Fangen wir am Tag der Anreise an.
Morgens noch Termine und ein Meeting, dann um 12:15 in Mainz ins auto gestiegen für die 280km nach Münster.
Essen hat dann leider wieder erst um 13 Uhr begonnen, auf ca. 800g carbs habe ich es trotzdem noch gut geschafft.

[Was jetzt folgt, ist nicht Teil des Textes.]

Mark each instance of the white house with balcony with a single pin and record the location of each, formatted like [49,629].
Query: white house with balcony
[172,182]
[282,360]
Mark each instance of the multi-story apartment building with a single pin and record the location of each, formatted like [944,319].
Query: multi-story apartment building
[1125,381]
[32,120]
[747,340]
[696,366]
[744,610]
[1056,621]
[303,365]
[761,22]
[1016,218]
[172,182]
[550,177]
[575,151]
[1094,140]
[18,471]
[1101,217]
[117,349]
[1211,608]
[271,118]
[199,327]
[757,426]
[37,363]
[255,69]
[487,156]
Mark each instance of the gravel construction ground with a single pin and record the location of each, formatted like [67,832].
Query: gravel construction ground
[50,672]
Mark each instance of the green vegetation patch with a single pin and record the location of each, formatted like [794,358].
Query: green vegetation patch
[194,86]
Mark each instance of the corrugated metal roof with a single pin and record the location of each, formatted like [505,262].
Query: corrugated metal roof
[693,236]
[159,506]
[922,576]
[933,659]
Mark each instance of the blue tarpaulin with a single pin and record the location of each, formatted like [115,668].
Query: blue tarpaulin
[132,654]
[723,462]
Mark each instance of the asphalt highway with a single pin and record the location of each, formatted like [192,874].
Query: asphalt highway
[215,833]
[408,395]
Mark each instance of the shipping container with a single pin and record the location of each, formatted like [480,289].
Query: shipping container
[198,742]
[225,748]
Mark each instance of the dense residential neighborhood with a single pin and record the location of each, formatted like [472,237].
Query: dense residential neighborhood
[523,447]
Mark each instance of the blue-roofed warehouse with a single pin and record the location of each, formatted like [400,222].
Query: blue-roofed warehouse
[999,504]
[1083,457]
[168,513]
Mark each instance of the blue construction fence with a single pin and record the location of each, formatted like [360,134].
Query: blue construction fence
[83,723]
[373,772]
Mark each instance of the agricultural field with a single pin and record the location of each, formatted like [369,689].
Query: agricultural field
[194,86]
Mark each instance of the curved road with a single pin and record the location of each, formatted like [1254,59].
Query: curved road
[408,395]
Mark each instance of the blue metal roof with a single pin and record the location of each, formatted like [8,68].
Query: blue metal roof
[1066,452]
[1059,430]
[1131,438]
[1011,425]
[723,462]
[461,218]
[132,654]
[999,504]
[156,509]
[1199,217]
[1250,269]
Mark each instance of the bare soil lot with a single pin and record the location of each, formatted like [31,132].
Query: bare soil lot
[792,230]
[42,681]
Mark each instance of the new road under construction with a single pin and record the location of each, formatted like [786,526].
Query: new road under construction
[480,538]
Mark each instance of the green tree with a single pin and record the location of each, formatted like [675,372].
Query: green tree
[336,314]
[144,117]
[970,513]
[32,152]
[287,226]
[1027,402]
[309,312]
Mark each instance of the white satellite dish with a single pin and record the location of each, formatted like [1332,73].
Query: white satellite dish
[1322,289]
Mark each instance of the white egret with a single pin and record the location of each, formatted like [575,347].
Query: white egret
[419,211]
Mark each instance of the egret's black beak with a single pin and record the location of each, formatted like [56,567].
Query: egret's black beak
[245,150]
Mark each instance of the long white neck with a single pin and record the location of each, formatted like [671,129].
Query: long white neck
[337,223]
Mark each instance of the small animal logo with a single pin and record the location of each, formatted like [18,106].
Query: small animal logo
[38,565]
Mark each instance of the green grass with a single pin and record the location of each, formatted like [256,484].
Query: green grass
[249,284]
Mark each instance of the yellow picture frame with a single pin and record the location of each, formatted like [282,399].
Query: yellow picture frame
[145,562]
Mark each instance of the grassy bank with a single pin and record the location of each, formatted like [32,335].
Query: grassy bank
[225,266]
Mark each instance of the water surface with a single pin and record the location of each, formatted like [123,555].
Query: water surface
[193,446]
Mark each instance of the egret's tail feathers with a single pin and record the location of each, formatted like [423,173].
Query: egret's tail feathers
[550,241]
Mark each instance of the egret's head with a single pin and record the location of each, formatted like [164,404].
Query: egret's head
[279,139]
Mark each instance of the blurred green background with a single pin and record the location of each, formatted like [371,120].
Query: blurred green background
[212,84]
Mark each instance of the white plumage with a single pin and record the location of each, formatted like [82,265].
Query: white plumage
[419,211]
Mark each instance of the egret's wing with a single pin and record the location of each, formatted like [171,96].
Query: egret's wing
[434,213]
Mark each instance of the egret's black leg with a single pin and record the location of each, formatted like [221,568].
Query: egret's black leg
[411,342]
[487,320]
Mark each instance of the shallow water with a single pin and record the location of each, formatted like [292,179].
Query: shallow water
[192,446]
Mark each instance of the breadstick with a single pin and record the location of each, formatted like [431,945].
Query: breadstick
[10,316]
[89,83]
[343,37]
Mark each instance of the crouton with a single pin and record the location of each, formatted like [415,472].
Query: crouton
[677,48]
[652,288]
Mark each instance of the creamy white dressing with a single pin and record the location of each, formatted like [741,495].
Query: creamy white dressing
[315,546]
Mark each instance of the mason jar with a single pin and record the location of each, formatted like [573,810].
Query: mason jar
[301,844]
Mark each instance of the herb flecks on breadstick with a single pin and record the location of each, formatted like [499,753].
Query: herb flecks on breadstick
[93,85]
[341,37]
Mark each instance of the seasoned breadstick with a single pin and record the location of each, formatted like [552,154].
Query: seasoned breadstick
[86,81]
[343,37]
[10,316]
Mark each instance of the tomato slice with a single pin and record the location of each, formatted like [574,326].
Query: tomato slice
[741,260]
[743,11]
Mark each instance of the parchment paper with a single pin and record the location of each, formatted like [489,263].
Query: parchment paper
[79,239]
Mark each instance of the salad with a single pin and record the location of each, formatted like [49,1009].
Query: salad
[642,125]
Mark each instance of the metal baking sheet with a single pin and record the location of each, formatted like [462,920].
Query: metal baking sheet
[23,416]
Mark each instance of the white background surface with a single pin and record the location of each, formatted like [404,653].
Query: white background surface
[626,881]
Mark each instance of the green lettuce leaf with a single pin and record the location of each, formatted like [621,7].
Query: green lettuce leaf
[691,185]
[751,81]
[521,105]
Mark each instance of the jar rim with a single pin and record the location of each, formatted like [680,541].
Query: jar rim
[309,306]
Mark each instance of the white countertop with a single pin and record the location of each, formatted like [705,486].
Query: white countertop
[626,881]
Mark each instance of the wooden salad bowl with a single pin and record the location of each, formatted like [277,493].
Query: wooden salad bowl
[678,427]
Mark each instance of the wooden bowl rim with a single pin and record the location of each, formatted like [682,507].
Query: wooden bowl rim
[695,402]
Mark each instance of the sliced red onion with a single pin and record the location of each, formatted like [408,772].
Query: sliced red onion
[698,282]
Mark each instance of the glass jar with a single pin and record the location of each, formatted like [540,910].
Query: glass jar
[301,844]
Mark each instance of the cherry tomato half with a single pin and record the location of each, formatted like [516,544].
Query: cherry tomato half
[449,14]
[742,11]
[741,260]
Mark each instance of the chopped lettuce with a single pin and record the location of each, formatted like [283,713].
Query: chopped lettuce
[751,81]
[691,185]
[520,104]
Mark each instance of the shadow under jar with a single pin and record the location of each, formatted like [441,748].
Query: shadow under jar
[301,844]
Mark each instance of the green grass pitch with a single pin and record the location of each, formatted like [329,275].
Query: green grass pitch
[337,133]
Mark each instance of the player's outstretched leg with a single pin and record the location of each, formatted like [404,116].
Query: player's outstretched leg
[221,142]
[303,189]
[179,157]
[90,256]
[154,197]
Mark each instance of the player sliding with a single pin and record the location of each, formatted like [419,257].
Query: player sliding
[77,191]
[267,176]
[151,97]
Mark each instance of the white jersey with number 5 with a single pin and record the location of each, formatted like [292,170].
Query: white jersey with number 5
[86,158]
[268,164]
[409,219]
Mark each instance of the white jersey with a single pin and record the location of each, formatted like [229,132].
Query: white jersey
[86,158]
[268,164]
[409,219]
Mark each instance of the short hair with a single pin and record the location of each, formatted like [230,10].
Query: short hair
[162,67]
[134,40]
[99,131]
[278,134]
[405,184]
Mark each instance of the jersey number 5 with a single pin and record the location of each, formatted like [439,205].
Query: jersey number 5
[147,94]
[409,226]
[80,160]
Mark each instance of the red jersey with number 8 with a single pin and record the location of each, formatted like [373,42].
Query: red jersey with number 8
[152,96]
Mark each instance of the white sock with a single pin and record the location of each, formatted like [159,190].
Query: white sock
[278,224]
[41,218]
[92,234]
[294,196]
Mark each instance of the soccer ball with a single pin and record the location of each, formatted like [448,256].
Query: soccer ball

Die Fahrt hat zarte 5 Stunden gedauert und ich war mega genervt, dass die recovery Anzeige auf der garmin uhr noch Orange war war mental auch nicht grade hilfreich.
Angekommen, startunterlagen abgeholt, super organisiert hat 2 Minuten gedauert. Und noch überlegt ob ich mich in Block B zurück Stufen lasse hatte echt mords Respekt vor startblock A
Abends dann noch mit nem Bekannten von der rennstrecke und seinen Jungs getroffen und zum Italiener.
Falls ihr mal irgendwo wo ein radrennen stattfindet ohne zu reservieren einen Tisch in einem Laden haben wollt der nudeln anbietet -> gar nicht so einfach.
Dann zeitig ins bett. Morgens raus, alles ready gemacht und auf zum startblock. Auf dem Weg dahin noch schön durch eine Glasscherbe gefahren. Mantel aber zum Glück nicht durchstochen. 10/15 min Beine durchbewegt dann von den Jungs verabschiedet und in den Block.
Höllen aufgeregt sehr weit hinten eingereiht, puls vor dem Start schon bei 110
Dann Startschuss, leichte Tropfen, neutralisierer start bis ortsausgang dann Feuer. Neutralisiert bedeutete aber auch schon 37 avg mit kurven fahren etc.
Dann kam der scharfe Start und ab hier ging es ab. Normalized Power die ersten 30 Minuten bei ca. 330W.
In der Startphase habe ich mit ein paar Leuten die Lücke zur Gruppe vor uns zu gemacht, leider gab es dann bei der ersten entstelle einen Unfall. Alle mussten stehen bleiben und irgendwie da durch. Das hat das Feld wieder riesig auseinander gezogen.
Als es sich etwas sortiert hatte bin ich in der gruppe wieder vor, ca. 800-1000m vor uns die nächste gruppe.
Zug von links, 6 Leute wollen zu fahren. Ich rein. Der führende dann aber relativ schnell eingebrochen. Bin aus Position 5 raus und habe mit guten 450W angedrückt, kurz umgedreht. Okay da kommt jemand mit. Ihn dann gefragt ob noch jemand dran ist. Hat er verneint. Zu zweit die Lücke zu zu machen habe ich mich dann nicht getraut, hatte Angst mich damit komplett abzuschießen (NP von dem 5km Block in dem das passiert ist über 360W

)
Habe dann noch eine Weile etwas Führungsarbeit gemacht, mir Wurde noch beim fahren erklärt wie man richtig rotiert, bevor ich mich dann irgendwann entschieden habe mich hinten ins Feld zu droppen wenn wir die Lücke nach vorne eh nicht zu machen.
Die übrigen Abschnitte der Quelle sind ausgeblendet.